I print stuff all the time, I also send people personal letters to their mailbox so maybe I'm just old.

1

Graphic designer here. I've used their shitty consumer grade laser and inkjet printers with USB and they have had many problems. I HATE their wide format inkjet printers with a passion..... They work great for a few dozen prints and then decide to have random problems that take a few hours to fix.

Their inkjet Indigo digital presses..... are freaking amazing. The color they produce is far better than any laser digital press I've seen. They required a trained operator and is MUCH more expensive than the shitty consumer level stuff but they last forever when easily maintained.

8

HP bricked my printer after about 100 pages in 2020. I bought one when my office went remoted, and even then their subscription service was clearly predatory.

Hated having to do it, but I threw it out. I just use the library printer now.

5
lemm.ee

I think I have the same model (dont judge me, didnt pay for that shit lol), but no sticker here. Not using cable anyway Im thinking should I toss it after reading about hp

5

I really don't understand why people keep buying HP printers. There are so many better options and you end up paying far more in ink with these shit brands.

4

I used to work for a company that HP contracted us as reps to stand around best buys and office depots and such and sell HP. I remember sometime after the 02 inks went away reliability really took a dump. But 02, while more reliable in my experience, took 5 different color cartridges. Pricey (though I'd get free ink sometimes from the job).

Toward the end of my time there the printers were just hot garbage, and I went through two HP laptops in a short time (got a big discount on number 2).

I won't buy HP anymore.

3

We're talking about the same company that tries to "gift" free months of ink in exchange of buying only genuine (and overpriced) HP ink for the rest of the printer's lifetime, and obviously if you accept you can't use the printer offline.

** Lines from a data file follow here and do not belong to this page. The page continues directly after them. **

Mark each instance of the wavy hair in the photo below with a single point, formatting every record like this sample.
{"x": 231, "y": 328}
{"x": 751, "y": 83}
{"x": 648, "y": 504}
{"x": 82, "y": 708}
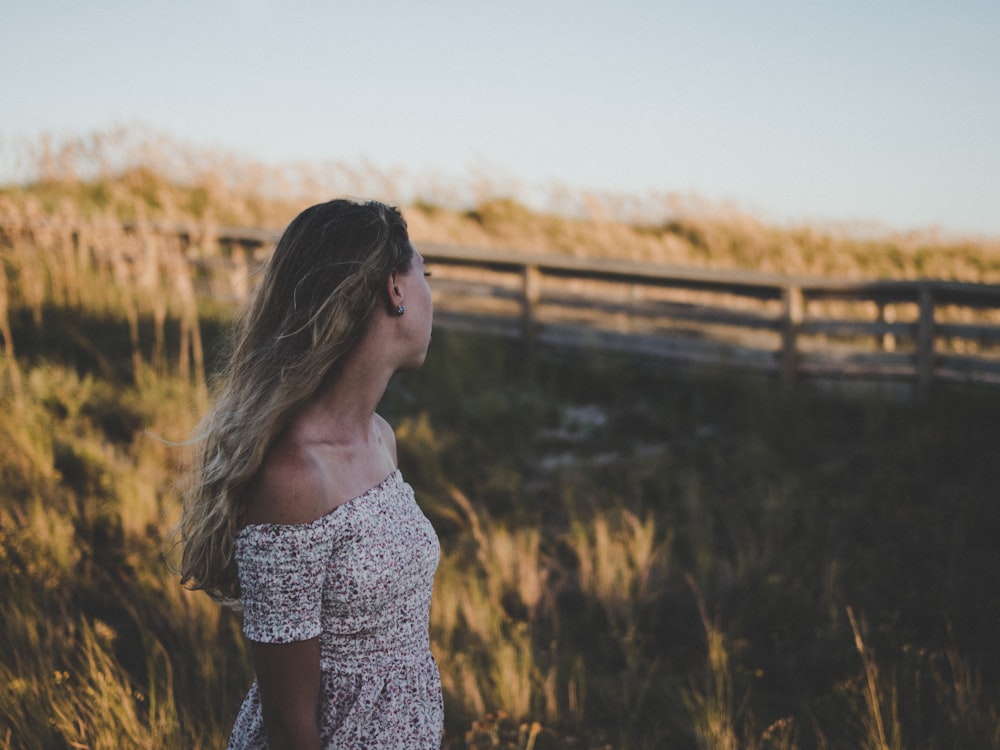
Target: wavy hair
{"x": 312, "y": 305}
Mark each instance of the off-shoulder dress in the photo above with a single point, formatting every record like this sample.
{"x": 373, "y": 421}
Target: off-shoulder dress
{"x": 359, "y": 578}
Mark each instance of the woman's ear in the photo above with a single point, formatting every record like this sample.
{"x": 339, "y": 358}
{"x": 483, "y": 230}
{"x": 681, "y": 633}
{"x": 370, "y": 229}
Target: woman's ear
{"x": 392, "y": 293}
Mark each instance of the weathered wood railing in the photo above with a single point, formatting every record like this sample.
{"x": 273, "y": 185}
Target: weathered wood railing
{"x": 915, "y": 330}
{"x": 919, "y": 330}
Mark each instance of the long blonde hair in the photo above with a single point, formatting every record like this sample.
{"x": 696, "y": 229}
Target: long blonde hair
{"x": 313, "y": 303}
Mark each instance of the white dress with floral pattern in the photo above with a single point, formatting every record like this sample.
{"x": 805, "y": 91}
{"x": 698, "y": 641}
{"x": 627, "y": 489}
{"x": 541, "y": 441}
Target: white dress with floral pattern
{"x": 359, "y": 578}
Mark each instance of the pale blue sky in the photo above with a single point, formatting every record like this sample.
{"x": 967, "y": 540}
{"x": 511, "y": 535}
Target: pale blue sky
{"x": 855, "y": 110}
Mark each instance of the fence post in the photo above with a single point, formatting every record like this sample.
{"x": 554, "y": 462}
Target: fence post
{"x": 532, "y": 278}
{"x": 925, "y": 338}
{"x": 791, "y": 320}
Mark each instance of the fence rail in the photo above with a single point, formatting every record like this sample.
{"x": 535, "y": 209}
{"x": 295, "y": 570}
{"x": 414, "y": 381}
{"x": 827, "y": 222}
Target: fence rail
{"x": 918, "y": 330}
{"x": 914, "y": 330}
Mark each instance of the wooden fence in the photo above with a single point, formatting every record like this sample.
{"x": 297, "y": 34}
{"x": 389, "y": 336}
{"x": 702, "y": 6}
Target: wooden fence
{"x": 920, "y": 330}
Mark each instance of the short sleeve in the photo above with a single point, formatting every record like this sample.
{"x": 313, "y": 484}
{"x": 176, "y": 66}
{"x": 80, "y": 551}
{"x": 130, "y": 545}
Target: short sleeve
{"x": 281, "y": 570}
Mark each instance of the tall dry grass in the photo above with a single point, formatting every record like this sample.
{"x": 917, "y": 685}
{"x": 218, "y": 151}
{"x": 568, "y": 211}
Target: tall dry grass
{"x": 680, "y": 579}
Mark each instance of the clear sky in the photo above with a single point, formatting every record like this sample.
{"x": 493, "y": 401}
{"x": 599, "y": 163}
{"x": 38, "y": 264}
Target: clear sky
{"x": 884, "y": 111}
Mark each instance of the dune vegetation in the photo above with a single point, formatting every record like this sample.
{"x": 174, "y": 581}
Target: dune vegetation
{"x": 631, "y": 558}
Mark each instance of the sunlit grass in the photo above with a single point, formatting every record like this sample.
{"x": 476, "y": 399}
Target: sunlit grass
{"x": 679, "y": 577}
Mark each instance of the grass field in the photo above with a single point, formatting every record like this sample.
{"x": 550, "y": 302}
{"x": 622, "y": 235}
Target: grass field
{"x": 631, "y": 559}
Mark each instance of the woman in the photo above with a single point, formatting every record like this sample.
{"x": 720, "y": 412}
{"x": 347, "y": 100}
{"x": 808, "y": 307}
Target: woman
{"x": 297, "y": 510}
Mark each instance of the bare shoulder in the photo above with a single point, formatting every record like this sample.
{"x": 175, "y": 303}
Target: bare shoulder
{"x": 290, "y": 488}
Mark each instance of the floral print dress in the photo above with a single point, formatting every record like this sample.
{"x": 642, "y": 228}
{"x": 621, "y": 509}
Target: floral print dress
{"x": 359, "y": 578}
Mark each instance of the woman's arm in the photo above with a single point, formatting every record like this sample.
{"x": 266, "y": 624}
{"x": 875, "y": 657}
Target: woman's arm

I still have an "old" HP printer and, as long as it works, I'll keep it, but seeing their practices I don't know if I would choose HP again for a new printer

3

the Epson with the refillable tanks are good, but because the ink lasts so long for me I usually have to do a head cleaning every couple weeks or so and that wastes a lot of ink. I still like the printer for printing photos but a color lazer printer might be good. The initial price for the Epson is high, but I have had mine for over 2 years and only went through 2 black tanks and 2 cyan maybe, 1 each of the others.

1
Duraniereply
lemmy.film

Need to show proof of residency? Bring a copy of a utility bill (which is now paperless so I have to print it.) Make a change on my car or health insurance? Sure, I can wait a week for them to mail me a copy, or I can print a copy right now (because a family member lost theirs or needs to submit a copy for employment purposes.) "For faster service, please fill the documents out and bring them with to your appointment." Not a requirement, but saves everyone time.

I used my printer weekly when my kids were in school, but now that they're in their 20s I still find myself needing to print something every month or two. Sure, the 10 minute drive to the library is an option assuming I have the time to make the trip during their hours, and hoping it's not the opposite direction of where I'm headed. The last printer I bought was a basic Brother color printer that I spent $30 for on sale. It does a solidly adequate job 6 years later.

8

YMMV with all these examples. There have been multiple times where I have emailed a utility bill or signed lease. My insurance has an online portal to change my car or house insurance (sorry I don't have health insurance).

I get it though. This basically comes down to companies that suck and still use fax machines.

3

I have a laser printer because I need to print documents and reference material, changes in policy etc I need a physical copy to reference.

5

I'm in medicine, and paper is still extremely important, mainly from a legal standpoint. You want hard copies of a lot of charts and papers.

2
Kichaereply
kbin.social

It's easier to read for understanding off of paper. Easier to mark up text and make notes. Easier to learn off of. The use and flexibility for learners and knowledge workers is still unchallenged.